My jaded faith in humanity was somewhat restored this past summer when we avoided a catastrophic fire in Whistler and the Sea to Sky corridor. As busy as it was, nobody left a campfire unattended, tossed a cigarette butt out a car window into dry grass, or launched blue/pink fireworks into a tinder-dry forest at a cursed gender reveal party (at least not that I know about).
I’m sure some luck was involved, and I know fire crews attended minor issues all summer long, including a lightning strike, but at the end of the day we made it through a dangerous situation. It was incredibly stressful to go through the days knowing everything you own, and maybe even your life, ultimately depended on other people being safe and making good choices.
It’s amazing how much of a difference one even temporarily careless or clueless human can make.
I would argue this applies equally to our roads, although I can’t say driving the highway has done a lot for the overall faith/humanity equation. On any given day I see pointless speeding, people driving too fast for the conditions, unnecessarily aggressive passing and lane changes, drivers following way too closely (especially at night when the overbright lights of pickup trucks bounce off my mirrors and blind me, making me slow down), drivers not signalling their intentions and forcing others to react suddenly or wait for the next stoplight, drivers veering over the centre line and cutting corners, drivers pulling out onto the highway when they don’t have enough time and forcing others to slam on their brakes, and so on.
It’s gotten to the point where it’s rare I can make a trip to Squamish or the city and not experience at least one close call. As we head into another winter driving season and conditions ramp up the risk factor, I fully expect to see the same kinds of highway closures that seemed to occur at least once a week over the last few winters.
Driving is serious business. There aren’t too many other things we do on a daily basis where a small mistake or miscalculation can kill or injure someone.
Nationally, there are roughly 160,000 car accidents every year, resulting in more than 10,000 serious injuries and almost 3,000 deaths. In B.C., there are an average of 820 crashes every single day, about 170 of which result in an injury or death. There are about 180 road deaths a year in the province, or about one every second day.
Theoretically, almost every single one of those accidents, minor injuries, life-changing injuries and deaths is preventable, and all it would take would be for people to take driving seriously and obey the rules of the road—including speed limits most people treat as optional.
If you applied those grim statistics to any other activity, there would be outrage. If even a 10th of our daily vehicle injuries and deaths occurred as a result of elevator accidents, everybody would take the stairs and demand government act to make elevators safer. Same goes with foodborne illnesses or air travel or literally anything else we regulate as a society.

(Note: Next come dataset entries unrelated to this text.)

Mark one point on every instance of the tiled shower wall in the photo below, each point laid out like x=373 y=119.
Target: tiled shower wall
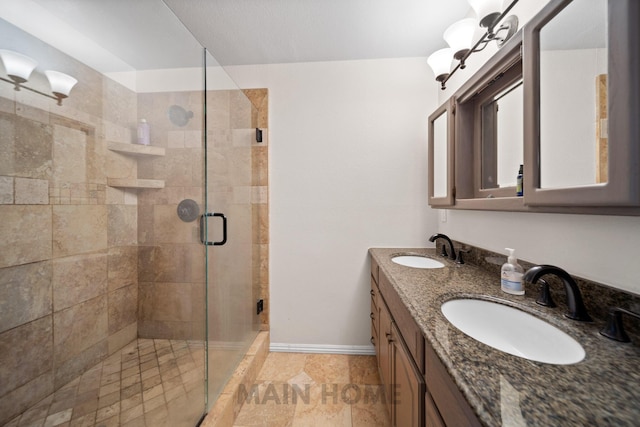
x=68 y=264
x=170 y=257
x=73 y=249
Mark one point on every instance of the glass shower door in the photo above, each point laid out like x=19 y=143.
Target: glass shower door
x=232 y=322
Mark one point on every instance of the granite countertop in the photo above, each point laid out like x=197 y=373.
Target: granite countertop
x=601 y=390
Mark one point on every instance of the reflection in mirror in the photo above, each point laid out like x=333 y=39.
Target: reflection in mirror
x=502 y=137
x=573 y=98
x=440 y=156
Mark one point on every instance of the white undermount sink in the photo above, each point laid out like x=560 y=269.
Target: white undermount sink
x=513 y=331
x=417 y=261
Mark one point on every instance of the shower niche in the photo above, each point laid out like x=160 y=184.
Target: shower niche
x=134 y=152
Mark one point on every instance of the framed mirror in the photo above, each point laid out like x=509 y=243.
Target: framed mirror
x=441 y=155
x=489 y=132
x=582 y=91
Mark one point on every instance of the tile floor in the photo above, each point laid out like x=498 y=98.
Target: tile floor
x=149 y=383
x=295 y=389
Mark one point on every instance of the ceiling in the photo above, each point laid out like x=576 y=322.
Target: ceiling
x=240 y=32
x=145 y=34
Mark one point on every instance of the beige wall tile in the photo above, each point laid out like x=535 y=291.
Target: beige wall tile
x=6 y=190
x=145 y=224
x=175 y=168
x=170 y=228
x=69 y=155
x=123 y=225
x=165 y=263
x=165 y=301
x=25 y=294
x=31 y=191
x=240 y=109
x=78 y=278
x=165 y=329
x=25 y=147
x=193 y=139
x=122 y=337
x=25 y=234
x=26 y=353
x=218 y=114
x=79 y=229
x=79 y=363
x=123 y=308
x=120 y=166
x=22 y=398
x=7 y=103
x=122 y=267
x=79 y=327
x=175 y=139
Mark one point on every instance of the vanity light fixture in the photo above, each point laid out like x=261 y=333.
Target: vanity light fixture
x=440 y=63
x=459 y=36
x=19 y=68
x=61 y=84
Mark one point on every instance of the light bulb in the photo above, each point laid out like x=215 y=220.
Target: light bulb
x=17 y=65
x=440 y=63
x=487 y=11
x=61 y=84
x=459 y=36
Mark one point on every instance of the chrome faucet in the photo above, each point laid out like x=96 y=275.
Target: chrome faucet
x=444 y=250
x=576 y=308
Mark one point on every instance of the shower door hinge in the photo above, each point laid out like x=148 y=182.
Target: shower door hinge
x=203 y=231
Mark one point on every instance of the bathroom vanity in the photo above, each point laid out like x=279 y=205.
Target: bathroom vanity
x=435 y=375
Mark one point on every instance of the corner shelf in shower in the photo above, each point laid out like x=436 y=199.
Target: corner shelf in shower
x=139 y=151
x=135 y=150
x=135 y=183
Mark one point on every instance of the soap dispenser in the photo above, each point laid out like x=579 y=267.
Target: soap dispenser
x=511 y=275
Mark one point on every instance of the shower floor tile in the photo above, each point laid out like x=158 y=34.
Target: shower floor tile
x=149 y=383
x=295 y=389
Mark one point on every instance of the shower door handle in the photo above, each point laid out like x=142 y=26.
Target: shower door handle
x=203 y=237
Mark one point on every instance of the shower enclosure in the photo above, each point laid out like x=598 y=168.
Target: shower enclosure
x=127 y=271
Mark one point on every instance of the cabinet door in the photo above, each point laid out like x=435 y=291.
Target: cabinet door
x=375 y=315
x=385 y=352
x=408 y=389
x=431 y=414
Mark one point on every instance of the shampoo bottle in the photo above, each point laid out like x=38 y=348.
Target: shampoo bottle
x=511 y=275
x=143 y=132
x=519 y=191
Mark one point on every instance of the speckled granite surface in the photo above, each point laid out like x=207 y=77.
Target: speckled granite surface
x=505 y=390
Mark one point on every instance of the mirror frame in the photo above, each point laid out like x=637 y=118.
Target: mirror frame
x=623 y=186
x=501 y=70
x=448 y=109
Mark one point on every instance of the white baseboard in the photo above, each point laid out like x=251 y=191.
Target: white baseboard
x=361 y=350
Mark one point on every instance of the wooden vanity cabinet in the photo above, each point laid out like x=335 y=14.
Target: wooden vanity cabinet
x=408 y=389
x=400 y=374
x=450 y=407
x=418 y=389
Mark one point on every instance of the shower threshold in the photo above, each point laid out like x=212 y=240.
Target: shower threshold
x=148 y=383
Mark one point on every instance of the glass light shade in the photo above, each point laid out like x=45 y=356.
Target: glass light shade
x=486 y=10
x=459 y=36
x=440 y=62
x=61 y=84
x=17 y=65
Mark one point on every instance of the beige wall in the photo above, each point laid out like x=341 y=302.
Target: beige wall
x=68 y=270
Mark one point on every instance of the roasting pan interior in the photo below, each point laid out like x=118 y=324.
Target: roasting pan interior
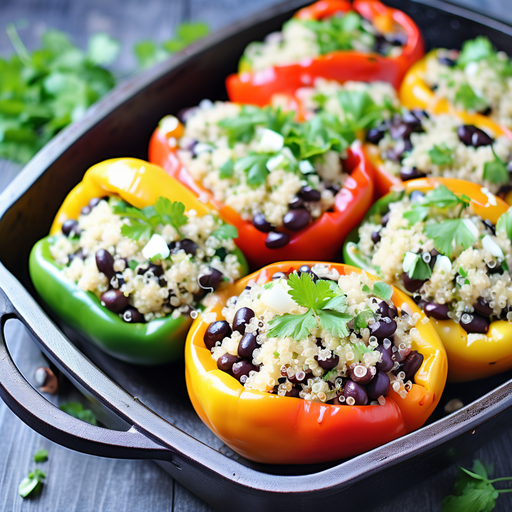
x=121 y=125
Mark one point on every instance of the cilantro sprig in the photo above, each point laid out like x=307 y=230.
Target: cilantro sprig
x=144 y=221
x=474 y=490
x=327 y=308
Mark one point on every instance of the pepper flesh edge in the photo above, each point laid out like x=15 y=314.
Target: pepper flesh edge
x=467 y=360
x=283 y=430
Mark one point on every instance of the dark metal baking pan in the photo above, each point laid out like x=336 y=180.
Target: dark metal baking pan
x=149 y=408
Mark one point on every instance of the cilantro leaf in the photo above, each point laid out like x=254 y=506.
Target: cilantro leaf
x=41 y=456
x=449 y=234
x=306 y=293
x=441 y=155
x=361 y=320
x=172 y=213
x=32 y=484
x=226 y=232
x=475 y=50
x=505 y=223
x=294 y=326
x=469 y=100
x=334 y=322
x=496 y=171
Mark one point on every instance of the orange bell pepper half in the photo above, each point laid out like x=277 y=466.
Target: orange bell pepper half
x=286 y=430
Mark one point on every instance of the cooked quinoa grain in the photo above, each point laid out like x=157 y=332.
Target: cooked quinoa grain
x=455 y=263
x=354 y=366
x=302 y=39
x=121 y=270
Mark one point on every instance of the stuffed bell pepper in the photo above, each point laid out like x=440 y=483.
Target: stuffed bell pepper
x=333 y=39
x=414 y=144
x=447 y=243
x=477 y=80
x=130 y=255
x=305 y=362
x=293 y=190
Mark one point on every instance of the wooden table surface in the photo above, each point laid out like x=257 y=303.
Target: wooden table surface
x=77 y=482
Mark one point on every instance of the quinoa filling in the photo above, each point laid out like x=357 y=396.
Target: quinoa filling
x=454 y=263
x=413 y=145
x=301 y=39
x=477 y=79
x=318 y=336
x=149 y=263
x=272 y=170
x=363 y=104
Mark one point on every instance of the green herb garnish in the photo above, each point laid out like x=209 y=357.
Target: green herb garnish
x=496 y=170
x=32 y=484
x=449 y=234
x=144 y=221
x=474 y=491
x=326 y=309
x=41 y=456
x=76 y=409
x=441 y=155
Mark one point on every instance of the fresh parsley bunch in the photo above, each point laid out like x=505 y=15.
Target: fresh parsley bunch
x=474 y=491
x=43 y=91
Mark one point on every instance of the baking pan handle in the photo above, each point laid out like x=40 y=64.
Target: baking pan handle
x=47 y=419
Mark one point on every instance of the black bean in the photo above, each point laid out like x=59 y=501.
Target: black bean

But because all this carnage takes place on the road, it gets a pass for some reason—we have collectively decided as a society that a certain amount of carnage is acceptable and unavoidable; a fair price to pay for the convenience of our cars.
We don’t even think about driving properly. For example, consider the people you know who would consider themselves to be “good” drivers—what exactly do they mean by that?
Objectively, there’s really no such thing as a “good” driver, there are only safe drivers who obey the rules and reckless drivers who don’t. A lot of the people who consider themselves to be good drivers are really just reckless drivers that have gotten away with it and have confused their luck with skill. Pushing the limit on corners, ignoring conditions, passing people who are already driving over the limit, following way too closely, and changing lanes every few seconds because there’s a gap you can fill doesn’t make you a good driver, it makes you the driver who is statistically most likely to ruin someone’s day. Or life.
Increased enforcement would help, but there are almost 60,000 kilometres of paved roads in this province and police can’t be everywhere. Cameras will help—speed cameras and red-light cameras—but you’d need thousands placed randomly for full effect.
When you do the math, driving recklessly isn’t worth it. Going 10km/h over the limit from Whistler to Vancouver will save you about nine minutes—and that’s only if you hit all green lights through Squamish and don’t end up in any traffic. I can’t count the number of times somebody has made a dangerous pass at the end of a merge only to be sitting all of 10 metres and five seconds ahead of me at the next set of lights.
I think about this a lot with my daughter turning 16 in a few months. Like other teens, she’s excited to get her permit and start taking lessons. Seeing what I see out there on a daily basis, I’m less excited than terrified.